You taste the heat and feel your skin bake. The swimming pool — flanked by a faded signboard and a padlocked gate — appears in your line of sight. You are not likely to see anyone swimming in the pool, since the last time it had water, theatres probably still played films in monochrome. Any enquiries about ‘apple placements’ would take you to Shokat Ali, the campus seller of fruits. He’s wizened up since and can still be sighted with a cart of apples and bananas that he swears on his cigarettes are ‘reasonably priced’.
Next, you leave your car in a lot sandwiched between hostels closest to the New Academic Block (NAB). You will be photographed for your BITS ID, and, if you are smart, you would have already used the long queue to build lasting friendships. Then, you will be allotted your bhawan, which, after your branch and before your name, is one of your defining features in freshman year. If your roommate is not there by the time you show up, you get to pick the better side of the room. In your room, you will curse the fan and its maddening pace. The healthy solution here is a pedestal fan or a cooler that is mostly psychological in its effects.
Next in your destiny is at least one round trip to Akshay. Pick out a favourite mattress, a favourite bucket, a mug, a broomstick, and everything else in that list you are regretting not making. While returning with your haul, you will be approached by one Laundromat employee and will be forced to swear your allegiance to one side in the Dhobi v Laundromat war. At the mess, befriend workers for extra helpings of jalebi.

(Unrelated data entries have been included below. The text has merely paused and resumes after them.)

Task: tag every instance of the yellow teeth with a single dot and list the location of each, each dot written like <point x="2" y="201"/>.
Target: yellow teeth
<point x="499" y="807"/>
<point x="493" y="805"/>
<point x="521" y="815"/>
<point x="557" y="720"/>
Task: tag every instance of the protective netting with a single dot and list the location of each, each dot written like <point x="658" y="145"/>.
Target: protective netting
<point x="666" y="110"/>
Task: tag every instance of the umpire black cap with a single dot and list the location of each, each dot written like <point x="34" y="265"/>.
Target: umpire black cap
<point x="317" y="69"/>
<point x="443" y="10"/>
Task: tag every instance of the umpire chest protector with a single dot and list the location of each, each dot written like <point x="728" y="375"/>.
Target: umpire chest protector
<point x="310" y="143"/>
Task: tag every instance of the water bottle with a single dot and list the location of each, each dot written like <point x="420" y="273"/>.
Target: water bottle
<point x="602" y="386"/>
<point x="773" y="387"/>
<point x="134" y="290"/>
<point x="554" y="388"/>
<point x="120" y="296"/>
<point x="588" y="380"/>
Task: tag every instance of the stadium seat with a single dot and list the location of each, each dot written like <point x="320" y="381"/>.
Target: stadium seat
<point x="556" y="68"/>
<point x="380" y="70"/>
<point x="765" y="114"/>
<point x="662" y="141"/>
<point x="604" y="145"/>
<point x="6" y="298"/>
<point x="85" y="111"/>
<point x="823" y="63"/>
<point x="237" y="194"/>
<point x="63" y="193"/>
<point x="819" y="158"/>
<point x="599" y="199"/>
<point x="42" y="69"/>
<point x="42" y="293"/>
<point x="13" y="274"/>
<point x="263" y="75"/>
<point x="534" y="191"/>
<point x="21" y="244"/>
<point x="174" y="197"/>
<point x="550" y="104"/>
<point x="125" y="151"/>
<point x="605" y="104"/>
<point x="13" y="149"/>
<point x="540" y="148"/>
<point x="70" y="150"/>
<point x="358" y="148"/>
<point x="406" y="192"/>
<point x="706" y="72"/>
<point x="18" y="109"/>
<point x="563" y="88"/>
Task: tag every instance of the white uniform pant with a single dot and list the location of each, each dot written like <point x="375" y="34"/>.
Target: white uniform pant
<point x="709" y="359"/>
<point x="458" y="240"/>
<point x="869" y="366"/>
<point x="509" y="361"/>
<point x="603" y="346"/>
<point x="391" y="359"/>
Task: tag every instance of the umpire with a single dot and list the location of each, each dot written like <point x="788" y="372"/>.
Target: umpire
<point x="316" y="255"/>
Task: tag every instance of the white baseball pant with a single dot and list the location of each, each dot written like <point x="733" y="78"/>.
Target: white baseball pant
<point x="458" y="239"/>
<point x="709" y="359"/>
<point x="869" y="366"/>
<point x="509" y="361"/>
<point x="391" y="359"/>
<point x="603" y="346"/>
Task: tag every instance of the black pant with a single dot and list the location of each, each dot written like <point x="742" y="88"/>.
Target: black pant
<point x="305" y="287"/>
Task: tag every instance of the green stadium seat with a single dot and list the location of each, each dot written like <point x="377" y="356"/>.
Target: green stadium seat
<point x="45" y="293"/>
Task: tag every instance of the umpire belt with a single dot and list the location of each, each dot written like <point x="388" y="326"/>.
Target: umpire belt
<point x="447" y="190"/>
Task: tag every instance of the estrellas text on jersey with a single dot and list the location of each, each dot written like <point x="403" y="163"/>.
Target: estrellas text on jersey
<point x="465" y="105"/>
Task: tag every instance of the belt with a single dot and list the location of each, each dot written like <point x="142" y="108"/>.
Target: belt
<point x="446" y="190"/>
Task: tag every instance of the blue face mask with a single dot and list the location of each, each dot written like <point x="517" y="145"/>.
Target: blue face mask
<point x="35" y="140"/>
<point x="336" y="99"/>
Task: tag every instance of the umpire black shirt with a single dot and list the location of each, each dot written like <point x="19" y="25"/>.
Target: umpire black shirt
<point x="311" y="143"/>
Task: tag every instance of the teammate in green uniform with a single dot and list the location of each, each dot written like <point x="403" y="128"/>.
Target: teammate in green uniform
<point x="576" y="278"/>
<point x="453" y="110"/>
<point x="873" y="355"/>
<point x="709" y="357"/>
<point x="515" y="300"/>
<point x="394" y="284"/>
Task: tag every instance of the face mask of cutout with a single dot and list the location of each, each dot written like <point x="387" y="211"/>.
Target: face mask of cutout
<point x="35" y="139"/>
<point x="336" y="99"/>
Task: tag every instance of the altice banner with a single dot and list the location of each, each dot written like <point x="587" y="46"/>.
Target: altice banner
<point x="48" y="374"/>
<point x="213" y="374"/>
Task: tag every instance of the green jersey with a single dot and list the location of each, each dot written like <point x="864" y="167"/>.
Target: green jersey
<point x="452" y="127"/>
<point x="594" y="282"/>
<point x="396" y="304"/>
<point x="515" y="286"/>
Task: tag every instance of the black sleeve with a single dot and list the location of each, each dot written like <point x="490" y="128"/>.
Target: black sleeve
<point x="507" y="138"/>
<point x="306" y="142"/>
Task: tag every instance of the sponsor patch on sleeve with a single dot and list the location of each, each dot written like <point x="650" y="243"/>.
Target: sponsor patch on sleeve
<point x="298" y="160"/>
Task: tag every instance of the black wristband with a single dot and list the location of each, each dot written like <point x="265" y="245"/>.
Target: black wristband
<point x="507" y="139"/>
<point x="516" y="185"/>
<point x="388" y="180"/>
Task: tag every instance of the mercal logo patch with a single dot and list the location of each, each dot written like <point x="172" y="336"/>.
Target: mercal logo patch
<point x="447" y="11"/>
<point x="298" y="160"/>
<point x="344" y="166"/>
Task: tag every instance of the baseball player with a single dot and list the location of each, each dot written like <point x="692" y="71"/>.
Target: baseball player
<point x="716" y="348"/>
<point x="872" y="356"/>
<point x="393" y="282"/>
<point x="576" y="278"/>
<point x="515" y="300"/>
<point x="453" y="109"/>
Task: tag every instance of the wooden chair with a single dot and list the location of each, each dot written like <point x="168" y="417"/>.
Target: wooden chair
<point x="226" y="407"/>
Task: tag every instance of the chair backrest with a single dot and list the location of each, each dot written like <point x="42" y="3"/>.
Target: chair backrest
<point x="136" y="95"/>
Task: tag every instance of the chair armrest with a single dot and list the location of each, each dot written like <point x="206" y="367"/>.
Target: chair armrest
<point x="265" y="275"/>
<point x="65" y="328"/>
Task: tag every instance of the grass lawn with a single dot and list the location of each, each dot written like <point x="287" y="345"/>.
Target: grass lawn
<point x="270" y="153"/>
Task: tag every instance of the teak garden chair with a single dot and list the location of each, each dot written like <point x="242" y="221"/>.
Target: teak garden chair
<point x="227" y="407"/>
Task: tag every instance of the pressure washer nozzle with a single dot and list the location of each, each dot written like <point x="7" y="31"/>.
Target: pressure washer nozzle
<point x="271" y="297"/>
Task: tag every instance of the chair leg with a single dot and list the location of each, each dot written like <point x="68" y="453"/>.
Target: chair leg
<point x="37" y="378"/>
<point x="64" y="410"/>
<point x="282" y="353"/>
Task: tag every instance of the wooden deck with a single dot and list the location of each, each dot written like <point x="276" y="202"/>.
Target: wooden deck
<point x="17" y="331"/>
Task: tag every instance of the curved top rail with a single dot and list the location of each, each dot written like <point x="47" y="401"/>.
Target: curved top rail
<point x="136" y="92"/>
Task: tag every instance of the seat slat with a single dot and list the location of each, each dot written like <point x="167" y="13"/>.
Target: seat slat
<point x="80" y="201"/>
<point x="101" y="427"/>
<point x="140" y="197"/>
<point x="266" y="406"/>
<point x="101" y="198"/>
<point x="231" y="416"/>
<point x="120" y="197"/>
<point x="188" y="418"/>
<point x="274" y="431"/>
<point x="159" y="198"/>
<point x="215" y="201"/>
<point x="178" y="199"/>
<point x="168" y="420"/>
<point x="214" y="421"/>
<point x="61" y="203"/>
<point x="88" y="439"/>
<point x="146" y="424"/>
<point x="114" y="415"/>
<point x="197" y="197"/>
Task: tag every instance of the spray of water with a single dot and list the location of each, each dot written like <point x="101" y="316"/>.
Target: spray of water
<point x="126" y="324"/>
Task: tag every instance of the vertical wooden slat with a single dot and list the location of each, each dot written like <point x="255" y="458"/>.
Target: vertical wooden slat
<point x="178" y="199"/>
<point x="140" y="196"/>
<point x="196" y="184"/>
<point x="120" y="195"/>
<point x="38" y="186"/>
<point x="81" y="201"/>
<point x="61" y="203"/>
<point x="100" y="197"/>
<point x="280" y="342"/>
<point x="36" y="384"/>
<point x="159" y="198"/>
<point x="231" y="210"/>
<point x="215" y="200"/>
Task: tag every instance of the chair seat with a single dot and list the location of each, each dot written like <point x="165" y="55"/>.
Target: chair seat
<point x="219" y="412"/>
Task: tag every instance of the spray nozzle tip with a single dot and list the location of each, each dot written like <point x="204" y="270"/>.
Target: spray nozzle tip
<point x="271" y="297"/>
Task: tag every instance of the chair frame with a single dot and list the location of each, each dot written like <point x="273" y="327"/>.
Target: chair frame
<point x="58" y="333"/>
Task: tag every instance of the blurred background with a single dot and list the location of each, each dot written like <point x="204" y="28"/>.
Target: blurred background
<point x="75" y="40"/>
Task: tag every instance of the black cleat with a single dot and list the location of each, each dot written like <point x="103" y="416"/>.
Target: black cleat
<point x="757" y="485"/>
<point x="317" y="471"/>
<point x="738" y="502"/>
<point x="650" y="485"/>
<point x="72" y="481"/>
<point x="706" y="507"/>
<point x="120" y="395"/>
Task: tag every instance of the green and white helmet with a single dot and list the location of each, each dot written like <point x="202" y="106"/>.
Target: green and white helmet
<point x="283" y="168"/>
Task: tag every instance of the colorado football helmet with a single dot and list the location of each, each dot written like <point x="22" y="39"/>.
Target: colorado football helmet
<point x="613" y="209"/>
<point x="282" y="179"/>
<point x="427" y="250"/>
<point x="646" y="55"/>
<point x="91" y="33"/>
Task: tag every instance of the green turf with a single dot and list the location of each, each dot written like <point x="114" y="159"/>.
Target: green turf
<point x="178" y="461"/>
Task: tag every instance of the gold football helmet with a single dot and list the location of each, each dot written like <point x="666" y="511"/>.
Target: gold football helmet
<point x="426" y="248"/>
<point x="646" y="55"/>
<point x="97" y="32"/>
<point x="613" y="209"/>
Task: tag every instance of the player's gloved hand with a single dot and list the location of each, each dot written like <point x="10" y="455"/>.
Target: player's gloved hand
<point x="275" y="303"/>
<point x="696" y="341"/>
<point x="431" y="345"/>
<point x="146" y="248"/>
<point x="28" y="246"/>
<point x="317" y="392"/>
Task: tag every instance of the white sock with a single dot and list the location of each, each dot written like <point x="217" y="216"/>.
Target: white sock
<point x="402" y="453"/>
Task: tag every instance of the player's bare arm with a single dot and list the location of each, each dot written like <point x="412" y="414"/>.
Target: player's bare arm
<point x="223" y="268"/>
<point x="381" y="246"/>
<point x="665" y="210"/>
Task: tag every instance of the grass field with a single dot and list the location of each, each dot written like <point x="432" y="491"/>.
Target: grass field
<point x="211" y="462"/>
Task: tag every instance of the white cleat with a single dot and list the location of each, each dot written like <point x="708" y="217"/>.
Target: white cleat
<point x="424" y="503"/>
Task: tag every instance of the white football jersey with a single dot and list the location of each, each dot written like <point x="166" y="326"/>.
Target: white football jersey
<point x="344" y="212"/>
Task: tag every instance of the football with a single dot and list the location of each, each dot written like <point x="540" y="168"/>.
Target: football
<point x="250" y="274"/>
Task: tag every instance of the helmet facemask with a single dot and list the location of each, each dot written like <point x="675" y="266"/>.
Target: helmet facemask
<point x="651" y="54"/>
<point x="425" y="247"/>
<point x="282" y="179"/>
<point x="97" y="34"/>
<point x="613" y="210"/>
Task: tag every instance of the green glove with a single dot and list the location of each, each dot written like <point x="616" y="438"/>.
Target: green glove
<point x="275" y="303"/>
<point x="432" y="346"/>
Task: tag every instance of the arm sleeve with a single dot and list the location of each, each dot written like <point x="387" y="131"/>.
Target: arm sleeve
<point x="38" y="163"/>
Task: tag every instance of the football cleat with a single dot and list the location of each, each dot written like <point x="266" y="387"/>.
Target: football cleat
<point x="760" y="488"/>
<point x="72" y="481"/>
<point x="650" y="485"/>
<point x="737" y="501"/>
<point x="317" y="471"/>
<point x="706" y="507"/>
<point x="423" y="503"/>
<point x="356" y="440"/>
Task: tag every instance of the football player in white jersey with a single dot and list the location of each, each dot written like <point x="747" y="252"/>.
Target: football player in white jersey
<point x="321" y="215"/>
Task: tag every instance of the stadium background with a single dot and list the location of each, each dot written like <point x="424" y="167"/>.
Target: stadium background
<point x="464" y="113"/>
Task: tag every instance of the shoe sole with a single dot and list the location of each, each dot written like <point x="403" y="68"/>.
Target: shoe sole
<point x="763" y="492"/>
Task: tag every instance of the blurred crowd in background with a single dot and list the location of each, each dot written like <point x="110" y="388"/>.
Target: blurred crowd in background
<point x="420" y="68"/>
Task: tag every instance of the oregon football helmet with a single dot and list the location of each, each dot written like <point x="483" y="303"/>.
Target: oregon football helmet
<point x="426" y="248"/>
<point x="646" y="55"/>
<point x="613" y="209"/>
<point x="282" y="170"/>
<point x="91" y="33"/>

And now, after a long orientation, you see your guardians leaving, and the car disappears around the bend, stealing away the last vestige of your old life. You get a pass to cry this once, or power through, or celebrate your independence at ANC. In any case, the following days will mellow you. There is much to do before the mellowing begins: you can research great professors, and play around with DVM’s time table generator for the best possible combination of classes before registration. You may spend all your time outdoors and talk to everyone you meet. If you are lucky, you will run into a senior and end up with an aloo tikki burger, books and promises of an interaction later.
Now you lounge in the air-conditioned comforts of the library, next moment in the IPC, and as you watch the nights bleed into the colours of morn, you become one with the campus. Years later, you will recount these first few days in your head and swear you can hear the tolling of the clock tower that has never once rung in all these years.